1997-08-11 - Comments on PGP5.0 OCR (was Re: fyi, pgp source now available , internationally)

Header Data

From: Mark Grant <mark@unicorn.com>
To: cypherpunks@toad.com
Message Hash: 8c9ff180f98e0c8d5a0a1987e7531363343ceed394624908e11848f9db898c46
Message ID: <Pine.LNX.3.91.970811105552.3203A-100000@cowboy.dev.madge.com>
Reply To: N/A
UTC Datetime: 1997-08-11 10:57:31 UTC
Raw Date: Mon, 11 Aug 1997 18:57:31 +0800

Raw message

From: Mark Grant <mark@unicorn.com>
Date: Mon, 11 Aug 1997 18:57:31 +0800
To: cypherpunks@toad.com
Subject: Comments on PGP5.0 OCR (was Re: fyi, pgp source now available , internationally)
Message-ID: <Pine.LNX.3.91.970811105552.3203A-100000@cowboy.dev.madge.com>
MIME-Version: 1.0
Content-Type: text/plain

Charlie Root (root@cypherpunks.campsite.hip.nl) wrote:

(The former no longer seems to work, presumably because the machine is
packed up and on its way home.)

I just wanted to make a few comments on the proofreading, in case anyone
feels like releasing software in a similar manner in future:

The original printed and OCR-ed source gave a single checksum for each
page, with four bits per line. It also ignored whitespace except in
strings and comments. This meant that people could rapidly process the
majority of the code to produce something which wasn't terribly pretty but
functioned correctly. However, because there were only four bits per line
an incorrect line could pass the checksum; this would still be detected
because the checksums were chained, but it could mean that when an error
was detected you had to check several lines to find the invalid one. 

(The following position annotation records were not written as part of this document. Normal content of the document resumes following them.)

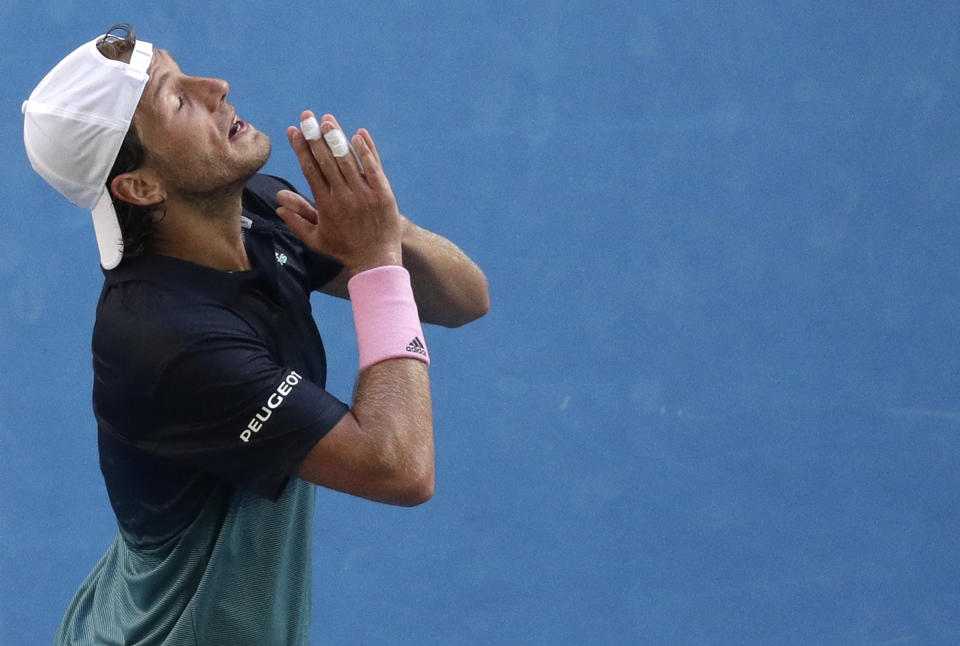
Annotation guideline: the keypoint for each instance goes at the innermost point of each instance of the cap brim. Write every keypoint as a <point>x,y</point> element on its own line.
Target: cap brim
<point>107,228</point>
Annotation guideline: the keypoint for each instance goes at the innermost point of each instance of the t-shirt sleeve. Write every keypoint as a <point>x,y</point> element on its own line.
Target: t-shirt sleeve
<point>224,405</point>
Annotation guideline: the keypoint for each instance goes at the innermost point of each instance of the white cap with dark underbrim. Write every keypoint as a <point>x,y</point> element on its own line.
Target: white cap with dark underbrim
<point>74,124</point>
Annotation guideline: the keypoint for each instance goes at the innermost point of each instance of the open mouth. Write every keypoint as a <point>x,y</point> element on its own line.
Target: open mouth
<point>236,127</point>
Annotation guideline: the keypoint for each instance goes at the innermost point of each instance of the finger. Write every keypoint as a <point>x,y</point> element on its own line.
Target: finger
<point>298,204</point>
<point>368,138</point>
<point>372,171</point>
<point>342,150</point>
<point>321,153</point>
<point>308,163</point>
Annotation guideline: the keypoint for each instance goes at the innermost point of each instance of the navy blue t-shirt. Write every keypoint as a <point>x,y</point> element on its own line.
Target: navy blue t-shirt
<point>208,393</point>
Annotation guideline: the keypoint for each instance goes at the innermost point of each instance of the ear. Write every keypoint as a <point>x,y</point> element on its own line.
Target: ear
<point>141,187</point>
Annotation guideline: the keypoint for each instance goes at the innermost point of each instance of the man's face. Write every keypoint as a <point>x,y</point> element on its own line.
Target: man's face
<point>193,138</point>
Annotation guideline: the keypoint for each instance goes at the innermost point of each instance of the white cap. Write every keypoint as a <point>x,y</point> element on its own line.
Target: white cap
<point>74,123</point>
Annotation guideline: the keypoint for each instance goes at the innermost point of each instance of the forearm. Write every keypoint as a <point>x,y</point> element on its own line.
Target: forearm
<point>450,289</point>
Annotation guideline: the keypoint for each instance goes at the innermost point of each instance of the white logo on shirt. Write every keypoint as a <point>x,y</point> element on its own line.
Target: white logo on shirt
<point>273,402</point>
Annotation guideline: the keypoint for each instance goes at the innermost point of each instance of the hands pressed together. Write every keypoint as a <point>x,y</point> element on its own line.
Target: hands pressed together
<point>356,219</point>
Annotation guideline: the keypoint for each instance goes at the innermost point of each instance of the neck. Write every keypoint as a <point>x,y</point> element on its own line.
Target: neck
<point>203,230</point>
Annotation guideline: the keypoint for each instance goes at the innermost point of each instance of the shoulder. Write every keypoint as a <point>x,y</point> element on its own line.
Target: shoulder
<point>143,325</point>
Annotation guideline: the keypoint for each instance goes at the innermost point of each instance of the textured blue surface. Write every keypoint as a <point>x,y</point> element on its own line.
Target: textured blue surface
<point>716,400</point>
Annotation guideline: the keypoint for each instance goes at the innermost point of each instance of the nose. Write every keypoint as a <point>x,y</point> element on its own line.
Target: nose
<point>211,92</point>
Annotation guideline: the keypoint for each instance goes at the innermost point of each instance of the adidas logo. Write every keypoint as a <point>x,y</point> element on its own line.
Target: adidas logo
<point>417,346</point>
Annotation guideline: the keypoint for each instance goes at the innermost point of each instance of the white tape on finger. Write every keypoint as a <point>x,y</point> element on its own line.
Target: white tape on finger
<point>337,142</point>
<point>310,129</point>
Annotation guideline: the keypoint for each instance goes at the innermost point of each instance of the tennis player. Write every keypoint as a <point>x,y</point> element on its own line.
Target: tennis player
<point>214,425</point>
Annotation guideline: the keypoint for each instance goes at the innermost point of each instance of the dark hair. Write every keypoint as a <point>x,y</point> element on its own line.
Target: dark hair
<point>136,222</point>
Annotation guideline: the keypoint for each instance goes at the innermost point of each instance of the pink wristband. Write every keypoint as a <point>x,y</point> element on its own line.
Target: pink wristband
<point>386,317</point>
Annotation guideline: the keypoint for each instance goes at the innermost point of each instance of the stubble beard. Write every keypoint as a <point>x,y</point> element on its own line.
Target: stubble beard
<point>219,180</point>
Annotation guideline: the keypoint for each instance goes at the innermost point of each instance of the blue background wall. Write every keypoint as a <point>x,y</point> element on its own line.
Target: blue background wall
<point>715,401</point>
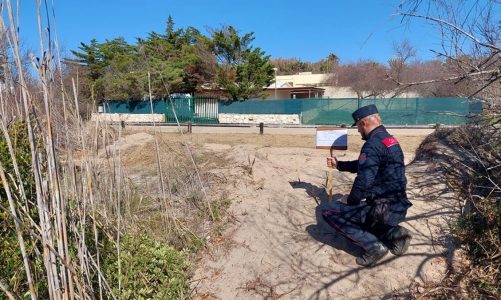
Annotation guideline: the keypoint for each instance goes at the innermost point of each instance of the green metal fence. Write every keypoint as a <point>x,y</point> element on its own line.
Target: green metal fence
<point>192,109</point>
<point>183,109</point>
<point>396,111</point>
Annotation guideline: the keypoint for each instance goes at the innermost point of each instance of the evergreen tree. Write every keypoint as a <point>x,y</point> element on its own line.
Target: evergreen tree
<point>243,71</point>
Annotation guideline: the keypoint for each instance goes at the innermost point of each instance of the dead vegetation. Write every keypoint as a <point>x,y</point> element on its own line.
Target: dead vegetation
<point>469,159</point>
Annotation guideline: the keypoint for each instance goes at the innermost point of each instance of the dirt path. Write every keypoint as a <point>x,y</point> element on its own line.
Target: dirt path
<point>276,245</point>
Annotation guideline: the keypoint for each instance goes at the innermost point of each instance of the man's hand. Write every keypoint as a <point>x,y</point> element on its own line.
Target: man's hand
<point>343,199</point>
<point>332,162</point>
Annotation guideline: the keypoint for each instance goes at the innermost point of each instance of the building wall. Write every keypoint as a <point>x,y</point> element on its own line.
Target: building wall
<point>114,117</point>
<point>258,118</point>
<point>321,80</point>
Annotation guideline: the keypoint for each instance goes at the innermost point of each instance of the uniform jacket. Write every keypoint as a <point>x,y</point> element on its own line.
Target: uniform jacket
<point>380,168</point>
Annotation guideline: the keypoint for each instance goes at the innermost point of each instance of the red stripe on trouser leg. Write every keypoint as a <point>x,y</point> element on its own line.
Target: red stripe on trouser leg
<point>327,217</point>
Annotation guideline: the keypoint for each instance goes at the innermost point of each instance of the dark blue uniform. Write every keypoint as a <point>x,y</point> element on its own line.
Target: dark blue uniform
<point>381,182</point>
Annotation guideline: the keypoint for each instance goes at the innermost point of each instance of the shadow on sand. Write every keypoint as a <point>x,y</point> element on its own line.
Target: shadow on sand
<point>321,231</point>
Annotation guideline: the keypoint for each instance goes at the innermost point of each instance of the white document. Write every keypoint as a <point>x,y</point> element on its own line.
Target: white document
<point>335,138</point>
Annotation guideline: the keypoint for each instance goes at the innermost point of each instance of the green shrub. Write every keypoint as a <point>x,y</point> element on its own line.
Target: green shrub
<point>149,270</point>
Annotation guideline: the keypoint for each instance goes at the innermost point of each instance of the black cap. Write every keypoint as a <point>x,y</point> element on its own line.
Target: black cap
<point>363,112</point>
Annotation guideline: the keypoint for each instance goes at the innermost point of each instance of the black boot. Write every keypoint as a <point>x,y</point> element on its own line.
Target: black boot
<point>371,256</point>
<point>397,239</point>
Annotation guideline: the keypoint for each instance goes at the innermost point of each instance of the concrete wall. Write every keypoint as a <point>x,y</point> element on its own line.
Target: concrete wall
<point>258,118</point>
<point>106,117</point>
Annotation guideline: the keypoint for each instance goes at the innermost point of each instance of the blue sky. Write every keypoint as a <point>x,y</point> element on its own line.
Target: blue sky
<point>308,30</point>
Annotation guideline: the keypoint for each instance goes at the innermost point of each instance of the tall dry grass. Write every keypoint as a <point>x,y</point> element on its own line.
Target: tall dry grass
<point>69,198</point>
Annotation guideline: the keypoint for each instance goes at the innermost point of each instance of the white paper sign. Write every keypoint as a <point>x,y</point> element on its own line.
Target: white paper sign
<point>332,138</point>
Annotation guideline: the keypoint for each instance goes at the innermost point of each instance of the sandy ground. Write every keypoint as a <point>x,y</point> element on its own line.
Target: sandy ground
<point>276,245</point>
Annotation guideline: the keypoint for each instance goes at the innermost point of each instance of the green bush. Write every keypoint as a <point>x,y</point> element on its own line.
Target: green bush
<point>149,270</point>
<point>12,271</point>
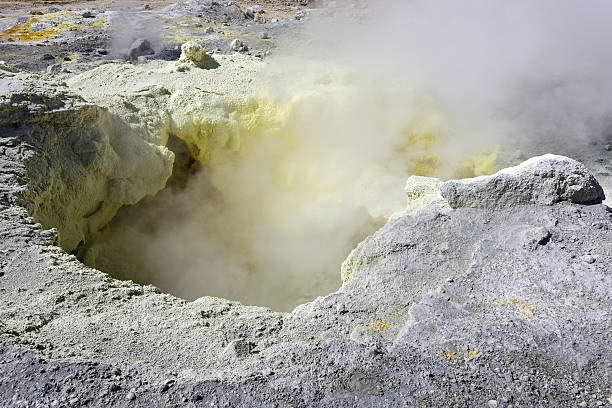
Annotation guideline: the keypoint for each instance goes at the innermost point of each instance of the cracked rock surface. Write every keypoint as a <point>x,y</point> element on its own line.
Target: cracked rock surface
<point>492,291</point>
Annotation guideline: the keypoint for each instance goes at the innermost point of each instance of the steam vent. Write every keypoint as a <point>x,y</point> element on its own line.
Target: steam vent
<point>305,203</point>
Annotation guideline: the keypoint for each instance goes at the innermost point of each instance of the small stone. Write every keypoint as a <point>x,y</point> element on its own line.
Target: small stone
<point>259,18</point>
<point>252,11</point>
<point>139,48</point>
<point>238,348</point>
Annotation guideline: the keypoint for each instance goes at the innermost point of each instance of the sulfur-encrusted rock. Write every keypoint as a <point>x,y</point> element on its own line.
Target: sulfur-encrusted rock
<point>542,180</point>
<point>193,55</point>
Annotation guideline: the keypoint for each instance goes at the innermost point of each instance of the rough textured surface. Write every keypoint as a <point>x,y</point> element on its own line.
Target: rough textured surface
<point>541,180</point>
<point>89,164</point>
<point>504,304</point>
<point>440,307</point>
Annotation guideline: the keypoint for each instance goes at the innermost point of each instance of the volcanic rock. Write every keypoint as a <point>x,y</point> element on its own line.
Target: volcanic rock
<point>140,47</point>
<point>543,180</point>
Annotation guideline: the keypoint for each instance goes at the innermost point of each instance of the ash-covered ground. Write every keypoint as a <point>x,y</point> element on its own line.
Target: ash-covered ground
<point>487,291</point>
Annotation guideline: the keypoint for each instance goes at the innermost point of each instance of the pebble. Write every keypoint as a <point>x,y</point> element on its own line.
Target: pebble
<point>237,45</point>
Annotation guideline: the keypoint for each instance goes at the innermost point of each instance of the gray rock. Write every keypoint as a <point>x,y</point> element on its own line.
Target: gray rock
<point>139,48</point>
<point>542,180</point>
<point>238,348</point>
<point>238,46</point>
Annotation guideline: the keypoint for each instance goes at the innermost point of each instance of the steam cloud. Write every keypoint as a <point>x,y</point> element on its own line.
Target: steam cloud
<point>361,100</point>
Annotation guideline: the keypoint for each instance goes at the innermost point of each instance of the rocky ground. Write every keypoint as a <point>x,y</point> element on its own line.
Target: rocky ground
<point>492,291</point>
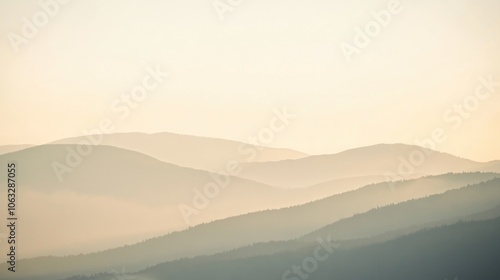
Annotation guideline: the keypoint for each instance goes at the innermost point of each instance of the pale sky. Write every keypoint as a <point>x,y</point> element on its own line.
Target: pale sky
<point>226,77</point>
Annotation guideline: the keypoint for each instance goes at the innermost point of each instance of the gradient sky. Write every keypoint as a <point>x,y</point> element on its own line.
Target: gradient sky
<point>227,76</point>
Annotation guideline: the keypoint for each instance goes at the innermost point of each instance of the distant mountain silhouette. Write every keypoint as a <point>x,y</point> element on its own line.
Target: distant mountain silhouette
<point>396,161</point>
<point>211,154</point>
<point>244,230</point>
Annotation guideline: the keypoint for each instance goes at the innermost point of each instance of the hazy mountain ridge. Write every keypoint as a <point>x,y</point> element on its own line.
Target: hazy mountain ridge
<point>206,153</point>
<point>256,227</point>
<point>390,160</point>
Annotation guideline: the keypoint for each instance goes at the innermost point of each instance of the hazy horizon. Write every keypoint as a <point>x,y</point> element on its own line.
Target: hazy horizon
<point>227,76</point>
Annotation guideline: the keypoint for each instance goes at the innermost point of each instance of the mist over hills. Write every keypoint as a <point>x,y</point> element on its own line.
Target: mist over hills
<point>395,161</point>
<point>101,192</point>
<point>135,188</point>
<point>283,224</point>
<point>210,154</point>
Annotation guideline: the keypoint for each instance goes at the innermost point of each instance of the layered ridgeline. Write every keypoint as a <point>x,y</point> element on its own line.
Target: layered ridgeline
<point>79,200</point>
<point>394,161</point>
<point>247,229</point>
<point>352,248</point>
<point>211,154</point>
<point>465,250</point>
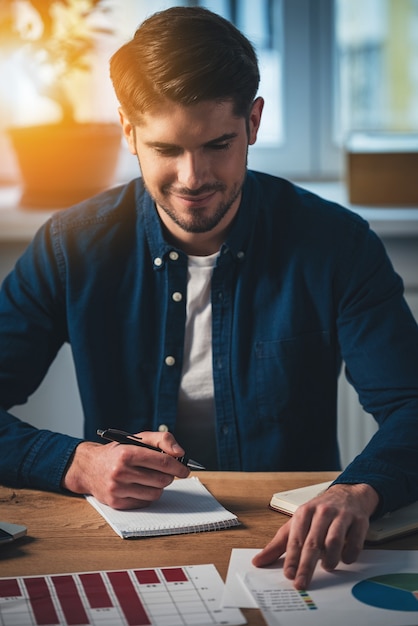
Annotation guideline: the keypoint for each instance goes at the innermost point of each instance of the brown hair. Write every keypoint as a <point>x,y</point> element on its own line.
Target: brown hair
<point>187,55</point>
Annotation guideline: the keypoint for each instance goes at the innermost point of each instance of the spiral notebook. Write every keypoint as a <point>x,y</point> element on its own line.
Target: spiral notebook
<point>186,506</point>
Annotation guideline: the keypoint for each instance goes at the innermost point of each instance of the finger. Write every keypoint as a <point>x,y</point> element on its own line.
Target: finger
<point>354,542</point>
<point>306,545</point>
<point>138,458</point>
<point>165,441</point>
<point>274,549</point>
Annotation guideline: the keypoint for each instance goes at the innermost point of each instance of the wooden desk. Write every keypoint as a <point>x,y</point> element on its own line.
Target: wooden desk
<point>65,534</point>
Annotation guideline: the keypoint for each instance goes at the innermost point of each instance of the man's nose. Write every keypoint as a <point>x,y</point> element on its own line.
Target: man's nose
<point>192,170</point>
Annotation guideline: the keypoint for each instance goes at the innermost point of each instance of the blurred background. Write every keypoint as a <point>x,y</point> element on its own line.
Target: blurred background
<point>329,69</point>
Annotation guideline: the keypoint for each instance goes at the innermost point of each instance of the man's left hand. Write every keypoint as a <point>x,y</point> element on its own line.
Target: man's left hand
<point>329,528</point>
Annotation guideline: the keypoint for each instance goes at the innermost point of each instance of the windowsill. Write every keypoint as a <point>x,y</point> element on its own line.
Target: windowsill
<point>20,224</point>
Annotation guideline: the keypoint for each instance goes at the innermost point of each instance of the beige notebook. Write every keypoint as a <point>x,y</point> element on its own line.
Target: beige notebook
<point>186,506</point>
<point>401,522</point>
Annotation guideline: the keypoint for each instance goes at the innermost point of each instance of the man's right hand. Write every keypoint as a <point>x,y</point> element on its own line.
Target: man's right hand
<point>125,476</point>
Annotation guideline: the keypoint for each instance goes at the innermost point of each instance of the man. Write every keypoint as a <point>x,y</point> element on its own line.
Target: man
<point>211,306</point>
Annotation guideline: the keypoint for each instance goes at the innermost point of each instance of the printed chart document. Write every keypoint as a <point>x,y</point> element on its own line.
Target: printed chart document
<point>380,589</point>
<point>186,506</point>
<point>166,596</point>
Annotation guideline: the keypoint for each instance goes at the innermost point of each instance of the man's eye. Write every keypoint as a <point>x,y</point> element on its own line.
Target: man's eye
<point>169,152</point>
<point>220,146</point>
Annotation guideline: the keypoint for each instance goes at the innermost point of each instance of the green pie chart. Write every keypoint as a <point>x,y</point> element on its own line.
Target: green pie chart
<point>393,592</point>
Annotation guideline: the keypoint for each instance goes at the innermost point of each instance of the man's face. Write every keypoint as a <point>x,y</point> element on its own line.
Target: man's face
<point>193,162</point>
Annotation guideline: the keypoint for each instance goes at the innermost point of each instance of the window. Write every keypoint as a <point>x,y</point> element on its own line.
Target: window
<point>327,67</point>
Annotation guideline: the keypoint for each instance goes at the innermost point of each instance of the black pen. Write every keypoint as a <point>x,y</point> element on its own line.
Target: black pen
<point>120,436</point>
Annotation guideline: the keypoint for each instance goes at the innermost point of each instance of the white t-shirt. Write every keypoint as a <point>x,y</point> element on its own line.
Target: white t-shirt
<point>195,427</point>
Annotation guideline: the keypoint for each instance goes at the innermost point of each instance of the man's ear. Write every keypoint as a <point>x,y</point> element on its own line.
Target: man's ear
<point>255,119</point>
<point>128,131</point>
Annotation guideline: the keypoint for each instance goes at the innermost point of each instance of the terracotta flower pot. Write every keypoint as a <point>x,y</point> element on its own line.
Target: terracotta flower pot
<point>62,165</point>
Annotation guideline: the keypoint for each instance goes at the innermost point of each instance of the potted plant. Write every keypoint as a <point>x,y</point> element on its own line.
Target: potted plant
<point>67,160</point>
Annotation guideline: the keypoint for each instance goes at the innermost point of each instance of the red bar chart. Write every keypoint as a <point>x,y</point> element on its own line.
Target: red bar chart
<point>170,596</point>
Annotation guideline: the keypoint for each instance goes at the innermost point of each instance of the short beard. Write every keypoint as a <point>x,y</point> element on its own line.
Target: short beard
<point>200,223</point>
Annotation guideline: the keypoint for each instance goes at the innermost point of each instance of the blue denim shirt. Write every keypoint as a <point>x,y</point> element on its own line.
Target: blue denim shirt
<point>301,285</point>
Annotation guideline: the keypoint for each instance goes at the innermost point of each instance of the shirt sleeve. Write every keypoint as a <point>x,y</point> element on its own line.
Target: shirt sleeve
<point>32,329</point>
<point>379,344</point>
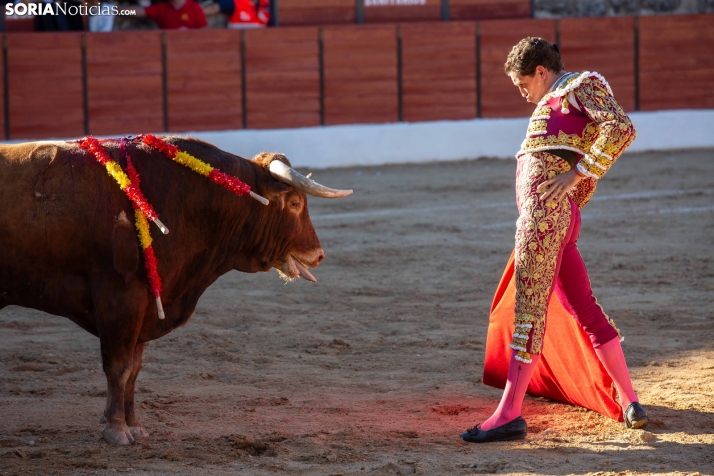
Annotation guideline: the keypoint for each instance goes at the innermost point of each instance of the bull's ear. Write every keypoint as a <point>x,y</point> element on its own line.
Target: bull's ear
<point>276,191</point>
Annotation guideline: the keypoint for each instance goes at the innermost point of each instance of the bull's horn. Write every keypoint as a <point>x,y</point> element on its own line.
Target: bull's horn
<point>288,175</point>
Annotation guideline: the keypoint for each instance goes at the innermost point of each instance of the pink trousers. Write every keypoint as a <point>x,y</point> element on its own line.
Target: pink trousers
<point>572,286</point>
<point>547,260</point>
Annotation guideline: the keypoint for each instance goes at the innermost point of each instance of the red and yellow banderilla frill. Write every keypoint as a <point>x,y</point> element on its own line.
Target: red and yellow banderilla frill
<point>117,173</point>
<point>143,211</point>
<point>228,182</point>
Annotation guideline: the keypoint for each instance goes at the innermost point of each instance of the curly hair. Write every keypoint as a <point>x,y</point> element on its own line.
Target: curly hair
<point>530,53</point>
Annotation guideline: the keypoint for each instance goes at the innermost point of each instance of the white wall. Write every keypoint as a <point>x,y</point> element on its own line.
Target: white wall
<point>375,144</point>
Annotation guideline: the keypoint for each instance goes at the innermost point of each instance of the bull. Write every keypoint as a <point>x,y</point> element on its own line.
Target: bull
<point>68,246</point>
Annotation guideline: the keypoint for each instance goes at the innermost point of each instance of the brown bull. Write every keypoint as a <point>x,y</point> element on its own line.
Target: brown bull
<point>68,246</point>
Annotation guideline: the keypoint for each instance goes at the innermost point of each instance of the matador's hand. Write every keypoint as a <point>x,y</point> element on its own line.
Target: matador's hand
<point>556,188</point>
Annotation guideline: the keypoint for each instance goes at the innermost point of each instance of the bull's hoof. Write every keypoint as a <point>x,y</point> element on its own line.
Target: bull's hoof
<point>138,432</point>
<point>118,435</point>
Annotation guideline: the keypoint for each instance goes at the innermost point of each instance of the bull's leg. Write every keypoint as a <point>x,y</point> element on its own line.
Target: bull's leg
<point>117,360</point>
<point>135,427</point>
<point>119,318</point>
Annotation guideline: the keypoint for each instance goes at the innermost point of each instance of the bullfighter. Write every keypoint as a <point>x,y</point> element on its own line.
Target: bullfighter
<point>576,133</point>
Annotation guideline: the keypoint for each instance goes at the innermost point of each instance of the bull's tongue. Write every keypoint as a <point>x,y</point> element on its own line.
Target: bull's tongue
<point>304,273</point>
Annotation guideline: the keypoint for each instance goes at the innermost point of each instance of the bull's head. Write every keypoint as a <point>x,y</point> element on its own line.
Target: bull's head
<point>294,246</point>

Presumably because of this the OCR-ed pages at HIP included a per-line
checksum. This was good... but... it also checksummed the whitespace. 
This wasn't a problem in theory, because tabs were indicated by a special
character. However, most lines had both tabs *and* spaces and there was no
way to see where the spaces were because they were overrriden by the tab
(e.g. "mov<sp><tab>ax,23<sp><sp><tab><sp><tab>; Stuff"). As a consequence
the proofreading went very slowly until some valiant folks (who may or may
not wish to be identified, so I won't) worked overnight to put together a
program to brute-force the checksum by trying all possible combinations of
tabs and spaces until it found the right one. 

So for a future effort could we please have the per-line checksums but
ignore the whitespace unless it's important (e.g. comments and strings
again)? Or if you want to ensure that the whitespace is identical between
versions, please either strip out unneccesary spaces or use a special
character for them so we can see precisely where they are. If all we want
is functioning code, then it doesn't have to look pretty; we can feed it
through a code prettifier like indent when it's functionally correct.